The cell will work fine with just about any charger except the ones that have electronic feed back circuits in them. If the charge has a voltage selector switch on it and an analog meter it most likely will work.

Steve


----------



## Noxx (Jun 7, 2008)

Oh I see.

Do you have an idea of the minimum amperage needed to make an electrolysis in about an hour ? Let say you have a gold/silver anode and your electrolyte is nitric acid. 

I know the answer depends on acid concentration, anode dimension, etc, but I want to know if it's better to get like +50 amps or less like 10-20. I don't want to solution to overheat also lol.

Thanks


----------



## TheArchitect (Jun 7, 2008)

Hi Nox, i set it on manual 6V and it's working fine, the most amps it has pulled is about 15.


----------



## lazersteve (Jun 8, 2008)

Noxx,

The real limitation to your amperage is going to be the size of the leads which connect to the anode. If your leads are very small they will melt when the current goes above the rated amperage. You can find the rated amps of each wire size by checking an AWG wire gauge chart like this one:

Scroll Down for Chart

Remember the closer you get to the maximum ratings the higher the temperature of the wire lead.

Steve


----------



## Anonymous (Jun 23, 2008)

Could you post a material list.Or point me to where i can find them .Yours look realy cool.


----------



## lazersteve (Jun 23, 2008)

Hello,

Have you visited my website http://www.goldrecovery.us and watched the videos?

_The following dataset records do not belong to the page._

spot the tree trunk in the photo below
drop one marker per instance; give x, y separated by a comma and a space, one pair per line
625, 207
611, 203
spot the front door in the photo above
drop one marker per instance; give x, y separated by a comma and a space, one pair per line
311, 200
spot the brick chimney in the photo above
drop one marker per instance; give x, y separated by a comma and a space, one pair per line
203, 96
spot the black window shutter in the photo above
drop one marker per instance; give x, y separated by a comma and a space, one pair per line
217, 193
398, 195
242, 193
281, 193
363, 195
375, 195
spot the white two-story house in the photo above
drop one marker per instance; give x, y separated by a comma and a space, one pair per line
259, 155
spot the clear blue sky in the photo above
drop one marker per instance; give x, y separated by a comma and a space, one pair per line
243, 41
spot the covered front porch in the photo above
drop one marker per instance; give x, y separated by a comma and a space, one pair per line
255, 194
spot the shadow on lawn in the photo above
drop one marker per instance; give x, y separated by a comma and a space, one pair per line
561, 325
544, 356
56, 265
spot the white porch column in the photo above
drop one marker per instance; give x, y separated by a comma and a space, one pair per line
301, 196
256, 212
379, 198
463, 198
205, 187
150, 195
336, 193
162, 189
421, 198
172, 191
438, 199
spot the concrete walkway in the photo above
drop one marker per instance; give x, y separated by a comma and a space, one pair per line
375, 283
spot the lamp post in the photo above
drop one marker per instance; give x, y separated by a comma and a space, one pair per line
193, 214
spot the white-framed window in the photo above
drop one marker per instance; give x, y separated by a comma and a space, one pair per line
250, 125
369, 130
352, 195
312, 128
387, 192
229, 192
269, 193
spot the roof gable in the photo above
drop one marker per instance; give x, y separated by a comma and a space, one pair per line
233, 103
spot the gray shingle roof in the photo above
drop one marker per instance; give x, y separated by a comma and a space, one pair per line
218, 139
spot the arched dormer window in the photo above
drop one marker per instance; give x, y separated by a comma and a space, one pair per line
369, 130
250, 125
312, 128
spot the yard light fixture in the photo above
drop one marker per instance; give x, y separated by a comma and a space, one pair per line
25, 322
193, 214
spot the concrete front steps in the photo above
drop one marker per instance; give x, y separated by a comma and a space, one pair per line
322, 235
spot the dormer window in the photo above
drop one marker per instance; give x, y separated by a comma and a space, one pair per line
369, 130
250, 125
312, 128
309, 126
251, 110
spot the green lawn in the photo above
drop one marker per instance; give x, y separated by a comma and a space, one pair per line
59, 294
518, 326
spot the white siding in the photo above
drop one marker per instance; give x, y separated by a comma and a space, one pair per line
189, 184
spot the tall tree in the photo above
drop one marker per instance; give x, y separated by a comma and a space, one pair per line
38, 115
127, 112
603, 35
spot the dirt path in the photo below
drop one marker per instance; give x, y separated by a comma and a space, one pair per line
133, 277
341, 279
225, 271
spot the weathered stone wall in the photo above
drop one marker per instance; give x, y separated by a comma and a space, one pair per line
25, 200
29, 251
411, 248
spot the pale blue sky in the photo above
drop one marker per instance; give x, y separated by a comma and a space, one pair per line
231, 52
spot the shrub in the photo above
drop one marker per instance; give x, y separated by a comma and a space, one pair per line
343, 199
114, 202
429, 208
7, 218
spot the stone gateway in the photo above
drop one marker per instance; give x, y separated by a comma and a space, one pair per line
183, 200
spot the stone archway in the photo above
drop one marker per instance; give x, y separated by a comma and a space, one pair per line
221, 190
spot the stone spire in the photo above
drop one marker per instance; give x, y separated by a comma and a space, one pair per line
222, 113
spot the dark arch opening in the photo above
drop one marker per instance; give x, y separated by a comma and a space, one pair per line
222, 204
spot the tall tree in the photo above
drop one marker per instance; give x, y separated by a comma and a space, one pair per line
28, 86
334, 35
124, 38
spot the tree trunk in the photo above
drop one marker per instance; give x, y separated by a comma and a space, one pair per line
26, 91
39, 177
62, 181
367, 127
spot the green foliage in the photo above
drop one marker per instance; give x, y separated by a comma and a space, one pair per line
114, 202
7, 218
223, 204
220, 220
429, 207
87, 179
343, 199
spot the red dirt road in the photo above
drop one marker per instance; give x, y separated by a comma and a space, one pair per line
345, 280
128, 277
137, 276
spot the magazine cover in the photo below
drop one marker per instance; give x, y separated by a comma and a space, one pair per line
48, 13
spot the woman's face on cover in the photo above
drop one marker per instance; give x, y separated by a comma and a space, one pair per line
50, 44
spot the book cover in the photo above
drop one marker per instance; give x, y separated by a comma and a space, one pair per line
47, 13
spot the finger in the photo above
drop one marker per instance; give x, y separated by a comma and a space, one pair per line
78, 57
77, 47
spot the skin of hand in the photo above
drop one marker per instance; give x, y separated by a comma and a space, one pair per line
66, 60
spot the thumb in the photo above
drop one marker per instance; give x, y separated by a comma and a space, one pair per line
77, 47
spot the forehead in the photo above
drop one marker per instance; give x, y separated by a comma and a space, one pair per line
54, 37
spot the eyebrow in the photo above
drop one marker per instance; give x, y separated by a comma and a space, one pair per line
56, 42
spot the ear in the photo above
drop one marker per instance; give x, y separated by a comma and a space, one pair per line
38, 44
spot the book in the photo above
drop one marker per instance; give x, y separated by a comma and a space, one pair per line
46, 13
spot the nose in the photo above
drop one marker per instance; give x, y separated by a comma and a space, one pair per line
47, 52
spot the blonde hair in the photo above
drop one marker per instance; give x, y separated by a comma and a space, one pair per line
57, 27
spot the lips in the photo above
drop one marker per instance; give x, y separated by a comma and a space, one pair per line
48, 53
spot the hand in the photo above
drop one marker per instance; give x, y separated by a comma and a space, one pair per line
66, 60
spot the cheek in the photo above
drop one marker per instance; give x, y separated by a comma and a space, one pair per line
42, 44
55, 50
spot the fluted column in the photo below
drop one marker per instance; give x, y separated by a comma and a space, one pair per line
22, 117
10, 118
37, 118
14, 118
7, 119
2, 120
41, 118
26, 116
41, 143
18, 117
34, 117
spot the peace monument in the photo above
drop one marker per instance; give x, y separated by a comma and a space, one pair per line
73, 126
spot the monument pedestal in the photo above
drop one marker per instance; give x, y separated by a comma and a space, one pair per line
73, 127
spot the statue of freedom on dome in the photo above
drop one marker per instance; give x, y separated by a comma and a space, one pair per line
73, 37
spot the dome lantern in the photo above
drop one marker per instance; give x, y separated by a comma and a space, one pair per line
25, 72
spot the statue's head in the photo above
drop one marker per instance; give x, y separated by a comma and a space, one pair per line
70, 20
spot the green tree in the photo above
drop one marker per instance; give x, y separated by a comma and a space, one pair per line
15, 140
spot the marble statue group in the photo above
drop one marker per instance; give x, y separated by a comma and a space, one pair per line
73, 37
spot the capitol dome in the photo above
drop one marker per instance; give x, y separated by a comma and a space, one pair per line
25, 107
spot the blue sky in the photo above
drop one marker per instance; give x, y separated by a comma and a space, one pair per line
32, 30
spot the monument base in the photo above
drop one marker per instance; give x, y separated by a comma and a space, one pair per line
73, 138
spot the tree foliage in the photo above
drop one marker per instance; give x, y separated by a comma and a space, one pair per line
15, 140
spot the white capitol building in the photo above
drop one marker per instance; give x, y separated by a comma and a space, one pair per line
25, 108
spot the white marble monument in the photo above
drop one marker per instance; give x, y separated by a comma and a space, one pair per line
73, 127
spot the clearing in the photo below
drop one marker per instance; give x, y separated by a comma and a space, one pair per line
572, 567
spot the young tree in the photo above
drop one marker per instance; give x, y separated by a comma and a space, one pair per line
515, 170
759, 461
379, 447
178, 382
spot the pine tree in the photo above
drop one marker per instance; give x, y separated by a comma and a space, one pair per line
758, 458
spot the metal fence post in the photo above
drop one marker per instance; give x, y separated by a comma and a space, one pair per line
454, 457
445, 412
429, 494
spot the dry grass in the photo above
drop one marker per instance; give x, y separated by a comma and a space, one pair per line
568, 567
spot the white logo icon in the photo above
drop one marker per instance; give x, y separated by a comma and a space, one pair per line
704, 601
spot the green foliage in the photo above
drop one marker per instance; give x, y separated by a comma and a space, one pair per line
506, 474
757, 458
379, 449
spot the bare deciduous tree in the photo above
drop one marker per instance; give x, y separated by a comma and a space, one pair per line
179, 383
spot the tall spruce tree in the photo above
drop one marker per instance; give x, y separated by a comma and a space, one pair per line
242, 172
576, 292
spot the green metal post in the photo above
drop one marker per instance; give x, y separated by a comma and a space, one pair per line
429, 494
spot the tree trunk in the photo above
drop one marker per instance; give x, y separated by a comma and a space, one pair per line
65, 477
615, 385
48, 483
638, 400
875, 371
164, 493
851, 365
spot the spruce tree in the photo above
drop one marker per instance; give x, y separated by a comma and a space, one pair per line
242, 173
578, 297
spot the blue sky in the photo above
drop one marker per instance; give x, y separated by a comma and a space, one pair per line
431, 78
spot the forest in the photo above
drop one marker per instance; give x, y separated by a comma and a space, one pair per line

Login as user name gold and password goldm1ner* . Click I Agree, then expand the Cell video section by clicking the 'Show' link.


If you still have questions post them here.


Steve


----------



## TheArchitect (Jun 24, 2008)

yes... Steve's site is a goldmine of information (as well at Nox's site here). Everything came from Steve's videos and posts here. 

Thanks again Steve!


----------